Kemudian perkaranya berubah di kalangan mayoritas orang yang mengaku berilmu dan mengaku termasuk pembimbing makhluk serta penjaga syariat, pemahaman mereka berubah menjadi bahwa para wali itu harus meninggalkan sikap ittiba' (mengikuti) rasu, dan bahwa barangsiapa mengikutinya, maka ia bukan termasuk wali! Dan bahwa wali itu harus meninggalkan jihad, maka barang siapa berjihad, ia bukan termasuk wali! Dan bahw wali itu harus meninggalkan iman dan takwa, maka barang siapa terikat dengan iman dan takwa, ia bukan termasuk wali!
Wahai Rabb kami, kami memohon kepada-Mu ampunan dan keselamatan. Sesungguhnya Engkau Maha Mendengar doa.
Pokok keenam, menolak syubhat yang diletakkan oleh setan, mengenai alasan meninggalkan al-Qur'an dan sunah, dan malah mengikuti berbagai pendapat dan hawa nafsu yang berpecah-belah dan berbeda-beda.

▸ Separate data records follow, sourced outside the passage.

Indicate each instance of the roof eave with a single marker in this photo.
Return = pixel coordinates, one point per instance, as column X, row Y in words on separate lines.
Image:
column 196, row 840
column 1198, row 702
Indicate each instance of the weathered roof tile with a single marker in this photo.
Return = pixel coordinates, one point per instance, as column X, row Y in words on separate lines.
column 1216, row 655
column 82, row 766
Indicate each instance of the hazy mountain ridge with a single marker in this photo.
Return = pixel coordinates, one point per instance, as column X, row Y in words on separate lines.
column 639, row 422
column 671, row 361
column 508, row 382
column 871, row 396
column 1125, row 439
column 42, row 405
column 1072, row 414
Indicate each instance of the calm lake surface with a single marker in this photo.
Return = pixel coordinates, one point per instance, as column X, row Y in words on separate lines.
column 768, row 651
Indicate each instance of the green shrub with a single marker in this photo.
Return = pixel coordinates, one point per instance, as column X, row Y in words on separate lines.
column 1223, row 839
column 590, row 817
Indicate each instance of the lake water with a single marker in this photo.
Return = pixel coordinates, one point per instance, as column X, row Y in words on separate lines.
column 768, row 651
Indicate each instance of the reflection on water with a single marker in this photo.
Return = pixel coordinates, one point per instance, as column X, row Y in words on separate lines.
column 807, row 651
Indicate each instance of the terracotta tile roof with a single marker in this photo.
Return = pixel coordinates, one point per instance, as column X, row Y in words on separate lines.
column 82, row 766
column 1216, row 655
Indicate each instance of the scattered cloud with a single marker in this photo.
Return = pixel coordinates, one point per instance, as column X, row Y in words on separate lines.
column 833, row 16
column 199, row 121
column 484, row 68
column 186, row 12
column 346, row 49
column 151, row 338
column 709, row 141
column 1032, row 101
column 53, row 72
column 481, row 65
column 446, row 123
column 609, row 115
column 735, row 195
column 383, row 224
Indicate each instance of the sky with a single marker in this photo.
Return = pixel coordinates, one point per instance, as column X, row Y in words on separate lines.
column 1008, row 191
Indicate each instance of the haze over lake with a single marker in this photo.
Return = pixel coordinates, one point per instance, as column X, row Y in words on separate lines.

Syubhat itu adalah bahwa al-Qur'an dan sunah tidak ada yang mengetahuinya selain seorang mujtahid mutlak dan bahwa mujtahid adalah orang yang disifati dengan syarat ini dan itu yang berupa sifat-sifat yang barangkali tidak terdapat secara sempurna pada diri Abu Bakar dan 'Umar dan bahwa jka seseorang tidak demikian (memenuhi syarat mujtahid), maka hendaklah ia berpaling dari keduanya sebagai kewajiban yang pasti, tidak ada keraguan dan tidak ada masalah padanya, dan barang siapa mencari petunjuk dari keduanya, maka ia adalah seorang zindik atau orang gila, karena sulitnya memahami keduanya!!
Maha Suci Allah dan segala puji bagi-Nya.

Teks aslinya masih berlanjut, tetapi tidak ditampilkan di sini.